Saturday, May 8, 2010

Mom's Favorite Cookbook and Hazelnut Biscotti

My mom was not great cook. Except for the best banana bread, and a few cookies, including biscotti making tasty savory foods eluded her. Aside from my dad's abundant fish dinners, I recall Mom's dry pork chops, stringy pot roast and leathery cube steak dinners.

Mom was absolutely delighted when Peg Bracken released The I Hate to Cookbook in 1960. "I love this book," Mom had said, "it's like it was written for me."

I never really looked at the I Hate to Cookbook until after Mom passed away, but I smiled the other day when I opened it, reread the introduction and thought about Mom:

"Some women it is said, like to cook.
This book is not for them. This book is for those of us who hate to, who have learned, through hard experience, that some activities become no less painful through repetition: childbearing, paying taxes, cooking. This book is for those of us who want to fold our big dishwater hands around a dry Martini instead of a wet flounder, come the end of a long day."

I like to think that Mom just never hit her stride in the kitchen, never really found what she truly loved cook beyond sweet recipes.

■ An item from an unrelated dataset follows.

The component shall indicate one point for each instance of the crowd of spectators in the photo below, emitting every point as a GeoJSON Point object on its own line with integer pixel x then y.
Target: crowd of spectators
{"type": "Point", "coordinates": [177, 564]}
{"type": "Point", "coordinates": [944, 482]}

Or maybe Mom was simply more interested in her flower garden, sewing projects, drawings, watercolors and Louis L'Amour westerns.

Anyway, thinking about Mom, on Saturday at the market, Patty said she'd wanted to get a plant in memory of Sam, so when I walked over to meet her at the Botanica Plant booth, I spotted this lovely exotic peony and thought of Mom's beautiful flower gardens. I got it and thought it was perfect and much better than baking one of Mom's favorite sweet recipes. But my kitchen assistant looked so sad I had to get out my cookbook and make hazelnut biscotti. His mood brightened considerably.

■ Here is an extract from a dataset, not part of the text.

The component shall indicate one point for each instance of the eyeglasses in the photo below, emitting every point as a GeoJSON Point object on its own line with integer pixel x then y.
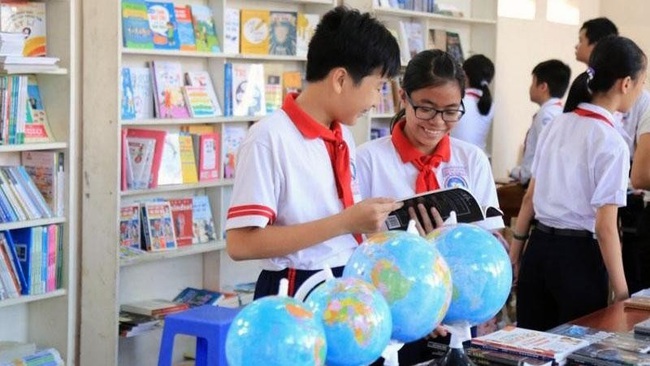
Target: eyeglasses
{"type": "Point", "coordinates": [429, 113]}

Mom's biscotti was so good, everyone always wanted seconds, and thirds. Mom had to hide the Italian cookies to save some for herself, but one dayI found her treasure trove stashed behind the pots and pans--the cookware Mom rebelled against. But these pots and pans were what I used the most in the kitchen when I was in high school when I cooked my many of my own vegetable-dominated dinners.

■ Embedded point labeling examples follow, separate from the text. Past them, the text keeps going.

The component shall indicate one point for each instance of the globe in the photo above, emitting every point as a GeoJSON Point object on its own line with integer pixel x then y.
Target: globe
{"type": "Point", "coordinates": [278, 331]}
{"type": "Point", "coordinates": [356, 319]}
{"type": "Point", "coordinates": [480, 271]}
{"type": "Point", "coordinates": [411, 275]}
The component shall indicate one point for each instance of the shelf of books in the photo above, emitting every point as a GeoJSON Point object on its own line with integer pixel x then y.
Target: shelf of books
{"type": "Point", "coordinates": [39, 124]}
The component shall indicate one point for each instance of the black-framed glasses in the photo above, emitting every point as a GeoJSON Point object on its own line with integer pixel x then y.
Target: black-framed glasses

I can't remember Mom's exact biscotti recipe now, but the recipe in my cookbook evolved from Mom's recipe called Knish Cookies. I make it Northwest with the hazelnuts from Holmquist Orchards and soft wheat flour from Nash's. The flour has less gluten than grocery store flour, but the flavor is so much better, it doesn't really matter that these recipes crumbled a little more than usual. Here's my recipe from The Northwest Vegetarian Cookbook:

Hazelnut Breakfast Biscotti

My mother always had a few biscotti with her morning coffee, so enjoy them first thing in the morning or save them for an afternoon treat. These twice-baked Italian cookies can be baked up to a day ahead the first time, then sliced and baked again.

Makes about 3 dozen

2 cups unbleached flour

1 cup whole wheat pastry flour

1 teaspoon each: baking powder and baking soda

Zest of 1 lemon, finely chopped

1 cup chopped hazelnuts, lightly toasted

1/2 cup butter

1 cup sugar

2 eggs, beaten

1/4 cup fresh lemon juice

1/2 tablespoon vanilla extract

1. Preheat the oven to 350ºF.

2. Combine the flour, baking powder, baking soda, lemon zest, and hazelnuts in a large bowl and mix well.

3. In a separate bowl, cream the butter and sugar together and blend in the eggs. Mix in the lemon juice and vanilla extract. Stir the wet into the dry ingredients, adding enough flour for a very stiff dough, if necessary.

4. Divide the dough in half and roll into 14-inch logs. Place on an ungreased baking sheet, flatten the tops of the logs, and bake until lightly browned on the bottom, about 25 minutes. Turn the oven off. Remove the logs from the oven and let them cool completely.

5. After at least 1/2 hour has elapsed, reheat the oven to 325ºF. When the logs are cool, slice 1/2 inch thick at approximately a 45º angle. Lay flat on a baking sheet or pizza screen. Bake until lightly browned, about 25 minutes. If using a baking sheet, turn halfway through baking to ensure even browning. Store the biscotti in a covered container at room temperature for up to a week or freeze.